The CARES Act is the largest economic stimulus package ever created in the history of the United States. The $2 trillion bill was passed by the Senate on March 25, passed in the House of Representatives on March 26, and signed into law on March 27. Part of the Act established the $150 billion Coronavirus Relief Fund to assist state, local, and tribal governments in mitigating the economic impact of COVID-19.

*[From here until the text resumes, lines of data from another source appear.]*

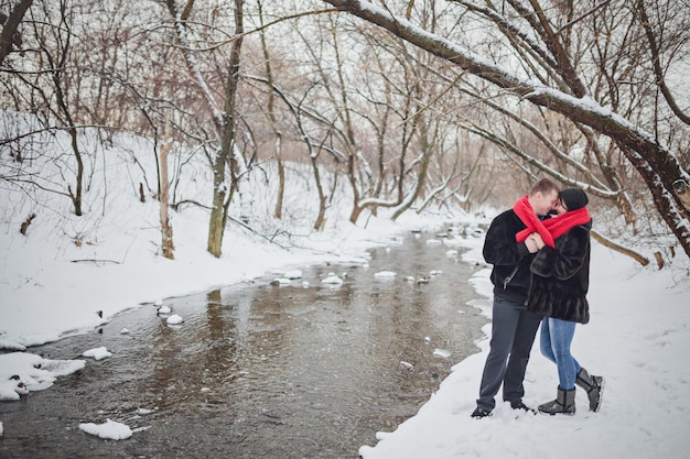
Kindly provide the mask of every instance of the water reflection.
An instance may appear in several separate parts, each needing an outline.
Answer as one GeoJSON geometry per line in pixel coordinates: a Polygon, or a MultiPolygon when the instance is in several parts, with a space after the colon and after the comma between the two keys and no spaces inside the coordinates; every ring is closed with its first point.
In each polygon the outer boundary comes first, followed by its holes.
{"type": "Polygon", "coordinates": [[[0,451],[54,457],[50,446],[73,457],[356,458],[376,431],[414,415],[452,364],[476,352],[485,319],[466,305],[474,297],[466,284],[472,269],[445,256],[445,247],[428,245],[429,237],[373,250],[368,267],[313,266],[288,286],[267,276],[169,299],[185,318],[180,326],[144,305],[103,334],[32,350],[74,358],[107,346],[114,357],[31,394],[23,408],[0,406],[8,426],[45,433],[35,441],[6,428],[0,451]],[[398,275],[377,280],[382,270],[398,275]],[[428,284],[406,280],[432,270],[441,274],[428,284]],[[322,284],[331,272],[346,273],[345,282],[322,284]],[[125,327],[128,335],[120,334],[125,327]],[[436,348],[450,358],[434,356],[436,348]],[[71,419],[69,435],[45,422],[41,404],[71,419]],[[151,413],[140,416],[138,408],[151,413]],[[79,422],[106,417],[148,429],[119,442],[76,430],[79,422]]]}

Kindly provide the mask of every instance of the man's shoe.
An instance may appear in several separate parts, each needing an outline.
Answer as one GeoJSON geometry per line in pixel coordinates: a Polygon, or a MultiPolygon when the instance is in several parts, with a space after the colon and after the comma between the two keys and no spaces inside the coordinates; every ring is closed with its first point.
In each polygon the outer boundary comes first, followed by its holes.
{"type": "Polygon", "coordinates": [[[484,408],[479,408],[477,407],[474,412],[472,412],[472,417],[474,417],[475,419],[481,419],[483,417],[488,417],[492,415],[492,412],[487,412],[484,408]]]}
{"type": "Polygon", "coordinates": [[[537,414],[535,409],[524,404],[521,400],[518,400],[517,402],[510,402],[510,407],[513,409],[522,409],[524,412],[527,412],[527,413],[537,414]]]}

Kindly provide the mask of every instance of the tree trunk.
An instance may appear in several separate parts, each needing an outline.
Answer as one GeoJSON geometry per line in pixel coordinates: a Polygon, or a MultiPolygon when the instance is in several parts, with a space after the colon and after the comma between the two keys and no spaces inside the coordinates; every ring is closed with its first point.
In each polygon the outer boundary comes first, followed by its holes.
{"type": "Polygon", "coordinates": [[[393,17],[388,11],[373,7],[367,1],[323,0],[373,24],[388,30],[393,35],[457,65],[464,70],[509,91],[536,106],[561,113],[601,132],[623,150],[626,159],[635,166],[654,197],[657,210],[670,231],[676,236],[686,254],[690,256],[690,188],[678,184],[690,184],[690,174],[677,157],[655,138],[637,128],[624,117],[611,112],[589,96],[573,97],[551,87],[538,85],[533,79],[520,78],[492,61],[455,45],[449,40],[393,17]],[[684,189],[679,193],[678,189],[684,189]]]}
{"type": "Polygon", "coordinates": [[[173,231],[170,223],[170,217],[168,215],[169,200],[170,200],[170,181],[168,177],[168,154],[172,150],[173,139],[170,134],[170,121],[165,117],[165,131],[163,143],[161,144],[161,160],[160,160],[160,181],[159,184],[159,205],[161,216],[161,247],[163,248],[163,256],[169,260],[175,259],[175,247],[173,244],[173,231]]]}

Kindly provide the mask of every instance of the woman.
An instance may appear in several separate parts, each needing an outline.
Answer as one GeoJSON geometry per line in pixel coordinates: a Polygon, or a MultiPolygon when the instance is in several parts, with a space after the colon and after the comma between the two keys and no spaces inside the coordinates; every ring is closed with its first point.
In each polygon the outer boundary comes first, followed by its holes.
{"type": "Polygon", "coordinates": [[[592,376],[571,356],[575,325],[590,320],[586,293],[590,285],[590,229],[586,194],[568,188],[559,194],[558,217],[546,220],[556,247],[531,233],[539,252],[531,263],[532,285],[527,303],[530,312],[545,316],[541,321],[541,353],[558,367],[556,400],[539,406],[541,413],[575,414],[575,384],[587,392],[590,409],[602,403],[604,379],[592,376]]]}

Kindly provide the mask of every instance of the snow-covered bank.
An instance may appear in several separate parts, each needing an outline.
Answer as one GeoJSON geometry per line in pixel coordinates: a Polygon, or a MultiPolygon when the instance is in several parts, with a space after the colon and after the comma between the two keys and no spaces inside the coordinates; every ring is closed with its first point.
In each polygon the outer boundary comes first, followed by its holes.
{"type": "MultiPolygon", "coordinates": [[[[107,164],[108,172],[90,172],[89,176],[98,179],[89,183],[83,217],[71,214],[65,196],[41,189],[20,193],[15,187],[0,188],[0,347],[17,351],[0,354],[0,398],[31,396],[30,391],[47,389],[55,378],[89,364],[89,360],[50,361],[32,354],[31,348],[24,351],[26,347],[93,330],[114,315],[144,302],[208,291],[279,267],[356,259],[384,237],[434,228],[445,221],[445,216],[429,212],[418,216],[408,211],[393,223],[380,211],[379,217],[363,217],[354,226],[347,222],[348,200],[342,199],[334,200],[328,209],[326,230],[310,231],[315,216],[313,189],[310,192],[305,186],[309,179],[299,177],[288,185],[294,197],[287,203],[292,214],[287,212],[282,221],[266,221],[266,228],[281,226],[280,231],[267,229],[267,234],[291,234],[289,240],[274,242],[291,242],[292,249],[268,243],[242,227],[230,225],[224,254],[216,259],[206,252],[207,212],[188,207],[172,214],[175,260],[170,261],[159,253],[157,203],[150,197],[145,203],[139,201],[137,185],[151,183],[155,177],[153,166],[141,163],[150,159],[151,145],[131,139],[117,141],[117,150],[93,149],[96,160],[91,165],[107,164]],[[101,153],[103,157],[107,154],[107,163],[105,159],[101,161],[101,153]],[[132,156],[139,162],[134,163],[132,156]],[[26,236],[20,234],[21,223],[34,212],[36,217],[26,236]],[[18,379],[12,379],[14,375],[18,379]],[[18,387],[20,382],[24,384],[18,387]]],[[[46,157],[43,160],[45,163],[36,161],[33,167],[50,176],[46,170],[55,165],[46,157]]],[[[54,171],[56,183],[64,183],[61,178],[64,173],[54,171]]],[[[187,163],[182,173],[187,175],[181,177],[175,193],[206,201],[212,183],[203,177],[207,171],[201,166],[195,170],[187,163]]],[[[294,175],[294,171],[291,173],[294,175]]],[[[268,183],[272,183],[270,177],[268,183]]],[[[269,219],[274,195],[263,189],[266,183],[256,188],[251,183],[245,186],[252,197],[252,226],[260,227],[261,218],[269,219]]],[[[453,220],[474,222],[472,216],[462,212],[453,220]]],[[[481,261],[482,239],[470,238],[466,243],[471,251],[464,259],[473,264],[481,261]]],[[[365,459],[686,457],[690,448],[690,439],[684,435],[690,425],[687,271],[643,269],[596,243],[593,247],[592,319],[578,328],[573,352],[592,373],[606,378],[600,413],[590,414],[580,393],[578,414],[569,418],[516,416],[499,405],[490,418],[471,419],[488,345],[484,339],[479,342],[482,352],[457,362],[418,415],[393,433],[378,434],[378,444],[371,433],[370,445],[376,445],[362,447],[362,456],[365,459]]],[[[488,270],[482,263],[473,283],[478,297],[473,304],[489,314],[488,270]]],[[[487,326],[487,336],[489,330],[487,326]]],[[[105,353],[88,352],[91,354],[105,353]]],[[[525,402],[533,406],[551,400],[556,385],[556,369],[535,347],[525,402]]],[[[94,435],[109,435],[109,438],[129,435],[119,425],[86,423],[85,427],[94,435]]],[[[3,425],[0,418],[0,435],[14,428],[19,426],[3,425]]]]}
{"type": "MultiPolygon", "coordinates": [[[[479,261],[475,248],[465,254],[479,261]]],[[[473,278],[490,315],[488,269],[473,278]]],[[[578,326],[573,356],[606,379],[601,412],[576,395],[573,417],[515,413],[500,404],[494,415],[473,419],[488,338],[482,352],[459,362],[436,394],[393,433],[379,433],[364,459],[451,458],[683,458],[690,448],[690,282],[671,270],[640,269],[628,258],[594,243],[591,323],[578,326]]],[[[490,325],[484,330],[488,337],[490,325]]],[[[527,405],[553,400],[554,365],[538,342],[527,370],[527,405]]],[[[500,395],[499,395],[500,396],[500,395]]]]}

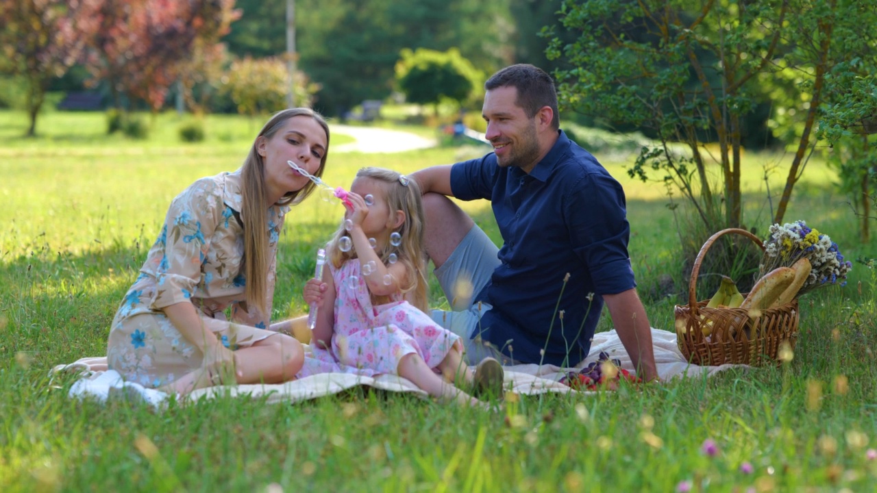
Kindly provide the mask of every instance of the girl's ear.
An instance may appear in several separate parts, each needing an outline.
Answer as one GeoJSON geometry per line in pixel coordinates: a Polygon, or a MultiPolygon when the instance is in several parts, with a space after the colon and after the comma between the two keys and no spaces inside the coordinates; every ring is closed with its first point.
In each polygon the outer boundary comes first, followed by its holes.
{"type": "Polygon", "coordinates": [[[396,215],[390,215],[390,229],[396,229],[402,225],[405,224],[405,211],[399,209],[396,210],[396,215]]]}

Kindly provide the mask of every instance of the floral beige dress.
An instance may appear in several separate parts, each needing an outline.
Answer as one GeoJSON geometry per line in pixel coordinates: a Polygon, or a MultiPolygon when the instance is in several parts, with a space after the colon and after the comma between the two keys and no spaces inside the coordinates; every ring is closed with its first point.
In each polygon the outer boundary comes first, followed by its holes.
{"type": "MultiPolygon", "coordinates": [[[[245,301],[240,170],[202,178],[171,203],[159,239],[128,290],[110,329],[111,369],[146,387],[170,383],[200,368],[203,354],[162,309],[190,302],[204,325],[232,349],[276,332],[265,330],[269,315],[245,301]],[[231,307],[232,322],[225,309],[231,307]]],[[[267,210],[267,302],[274,297],[277,242],[288,206],[267,210]]]]}

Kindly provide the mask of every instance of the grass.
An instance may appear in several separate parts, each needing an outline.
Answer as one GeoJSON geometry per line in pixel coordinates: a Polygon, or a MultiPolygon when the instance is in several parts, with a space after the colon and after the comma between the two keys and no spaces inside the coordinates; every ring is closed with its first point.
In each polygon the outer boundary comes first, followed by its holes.
{"type": "MultiPolygon", "coordinates": [[[[18,137],[24,118],[0,112],[0,490],[873,489],[877,275],[861,265],[846,288],[802,300],[799,341],[781,368],[522,396],[503,415],[361,389],[291,406],[218,398],[161,413],[68,398],[72,378],[50,381],[49,368],[103,354],[169,200],[197,177],[236,168],[261,123],[210,117],[204,142],[182,144],[175,118],[159,116],[148,140],[132,141],[103,137],[102,115],[49,113],[42,136],[27,140],[18,137]],[[702,450],[708,439],[715,456],[702,450]]],[[[361,166],[409,172],[469,152],[336,154],[324,178],[347,186],[361,166]]],[[[628,179],[626,163],[605,164],[627,191],[631,255],[650,321],[670,329],[673,305],[685,301],[665,282],[681,277],[667,199],[660,186],[628,179]]],[[[753,173],[745,177],[746,218],[763,231],[769,214],[753,173]]],[[[877,256],[857,242],[855,218],[825,184],[831,177],[811,164],[788,220],[807,219],[850,258],[877,256]]],[[[771,189],[782,179],[772,176],[771,189]]],[[[488,204],[463,205],[498,241],[488,204]]],[[[340,214],[313,197],[289,216],[275,318],[303,312],[302,284],[340,214]]],[[[604,318],[600,328],[610,325],[604,318]]]]}

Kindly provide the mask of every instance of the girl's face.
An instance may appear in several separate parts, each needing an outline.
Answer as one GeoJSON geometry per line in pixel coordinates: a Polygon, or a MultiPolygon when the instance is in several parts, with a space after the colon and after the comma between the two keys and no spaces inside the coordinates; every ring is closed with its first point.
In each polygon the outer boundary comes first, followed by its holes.
{"type": "Polygon", "coordinates": [[[286,161],[296,162],[315,175],[326,154],[326,134],[317,120],[299,115],[289,118],[270,139],[260,137],[256,151],[265,161],[265,183],[269,204],[302,189],[308,178],[286,161]]]}
{"type": "Polygon", "coordinates": [[[384,189],[386,183],[368,178],[360,176],[353,180],[350,186],[350,191],[366,198],[371,195],[374,201],[368,206],[368,215],[362,221],[362,232],[366,236],[374,238],[379,243],[389,237],[389,233],[395,226],[394,219],[396,214],[391,213],[389,204],[387,204],[387,191],[384,189]]]}

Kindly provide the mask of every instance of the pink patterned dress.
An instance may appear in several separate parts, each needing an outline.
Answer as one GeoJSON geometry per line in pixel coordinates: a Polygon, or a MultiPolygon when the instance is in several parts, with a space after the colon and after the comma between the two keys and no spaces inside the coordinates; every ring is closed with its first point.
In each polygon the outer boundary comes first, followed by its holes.
{"type": "MultiPolygon", "coordinates": [[[[332,354],[316,347],[312,349],[315,358],[334,367],[323,368],[323,371],[395,375],[399,361],[412,353],[435,368],[460,339],[405,301],[402,293],[394,294],[390,303],[372,305],[359,260],[347,261],[338,269],[330,265],[330,268],[335,282],[332,354]]],[[[309,366],[306,362],[305,367],[309,366]]],[[[303,373],[311,373],[307,370],[303,373]]]]}

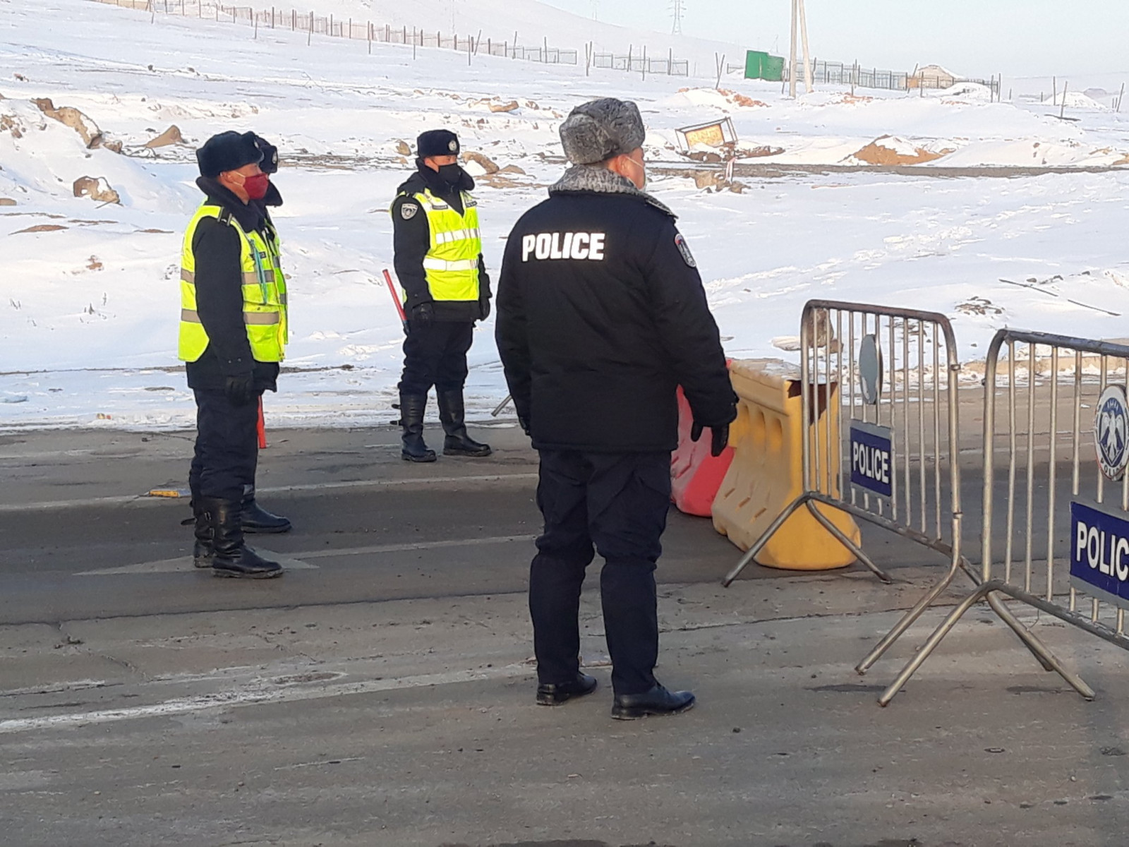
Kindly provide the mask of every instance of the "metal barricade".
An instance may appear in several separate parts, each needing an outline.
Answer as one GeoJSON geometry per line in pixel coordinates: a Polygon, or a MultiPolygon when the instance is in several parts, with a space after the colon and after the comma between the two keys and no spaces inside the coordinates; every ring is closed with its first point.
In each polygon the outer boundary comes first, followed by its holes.
{"type": "MultiPolygon", "coordinates": [[[[997,595],[1013,597],[1129,649],[1124,631],[1129,605],[1127,381],[1127,346],[1013,330],[996,334],[984,372],[980,585],[937,627],[887,689],[886,701],[983,597],[996,600],[992,608],[997,611],[997,595]],[[1001,390],[1005,348],[1006,386],[1001,390]],[[1001,394],[1007,408],[1003,433],[996,422],[1001,394]],[[1096,461],[1085,462],[1094,466],[1084,470],[1084,425],[1088,421],[1083,409],[1087,407],[1095,410],[1092,433],[1097,455],[1096,461]],[[1003,448],[1006,474],[996,468],[997,451],[1003,448]],[[999,510],[997,495],[1004,499],[999,510]],[[1067,499],[1069,509],[1064,509],[1067,499]],[[1003,543],[997,538],[1000,531],[1003,543]],[[1084,599],[1089,602],[1080,603],[1084,599]],[[1088,611],[1080,605],[1088,605],[1088,611]]],[[[1085,699],[1094,698],[1093,689],[1027,636],[1044,669],[1059,673],[1085,699]]]]}
{"type": "MultiPolygon", "coordinates": [[[[956,339],[948,318],[938,313],[811,300],[804,307],[799,343],[803,416],[808,433],[803,444],[805,491],[773,521],[723,584],[728,586],[803,507],[889,583],[890,577],[820,514],[816,504],[821,503],[947,557],[947,571],[856,666],[866,673],[959,574],[980,585],[961,549],[961,366],[956,339]],[[820,444],[815,437],[820,398],[830,403],[837,391],[841,395],[835,402],[843,403],[847,412],[838,417],[838,427],[825,428],[825,444],[820,444]],[[823,460],[834,455],[834,439],[840,446],[838,464],[823,460]]],[[[1034,636],[998,597],[989,595],[988,602],[1050,670],[1043,658],[1047,650],[1034,636]]],[[[890,702],[913,670],[916,666],[903,672],[878,702],[890,702]]]]}

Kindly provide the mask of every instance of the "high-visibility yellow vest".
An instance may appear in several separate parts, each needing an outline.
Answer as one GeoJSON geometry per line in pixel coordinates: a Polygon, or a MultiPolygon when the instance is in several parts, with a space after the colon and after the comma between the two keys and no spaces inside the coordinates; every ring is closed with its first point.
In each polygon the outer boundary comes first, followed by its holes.
{"type": "Polygon", "coordinates": [[[465,191],[462,192],[464,211],[460,215],[430,189],[412,197],[427,213],[431,229],[431,247],[423,257],[423,273],[431,299],[478,300],[479,255],[482,253],[478,202],[465,191]]]}
{"type": "MultiPolygon", "coordinates": [[[[196,361],[208,349],[208,333],[196,312],[196,257],[192,239],[204,218],[217,218],[239,235],[239,267],[243,273],[243,323],[256,361],[282,361],[289,339],[286,277],[280,264],[278,236],[263,238],[243,232],[239,222],[219,206],[204,203],[189,221],[181,248],[181,361],[196,361]]],[[[271,233],[273,234],[273,226],[271,233]]]]}

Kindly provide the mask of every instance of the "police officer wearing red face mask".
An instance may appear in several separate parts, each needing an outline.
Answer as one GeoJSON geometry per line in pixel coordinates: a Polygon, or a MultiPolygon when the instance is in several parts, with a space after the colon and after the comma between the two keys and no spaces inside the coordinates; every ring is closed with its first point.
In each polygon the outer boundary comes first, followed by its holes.
{"type": "Polygon", "coordinates": [[[181,254],[178,355],[198,409],[194,561],[216,576],[281,575],[243,534],[290,529],[254,500],[259,399],[277,390],[287,341],[286,279],[266,212],[281,197],[261,167],[263,145],[252,132],[222,132],[196,151],[205,200],[181,254]]]}

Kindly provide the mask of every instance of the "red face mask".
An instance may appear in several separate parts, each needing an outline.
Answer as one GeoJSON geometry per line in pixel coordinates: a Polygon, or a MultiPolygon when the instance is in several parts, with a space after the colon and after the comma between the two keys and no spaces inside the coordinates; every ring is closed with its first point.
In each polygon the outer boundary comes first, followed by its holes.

While the intentions behind the installment of such a relief fund were well meaning, the CARES Act provided states with little flexibility in terms of using their relief assistance. States were required only to use funds on costs directly related to the coronavirus. But many of the harms to states came from indirect effects of the pandemic. This led to wasteful spending as states created ways to spend as much of their relief assistance as possible, therefore preventing assistance from reaching citizens who needed it most.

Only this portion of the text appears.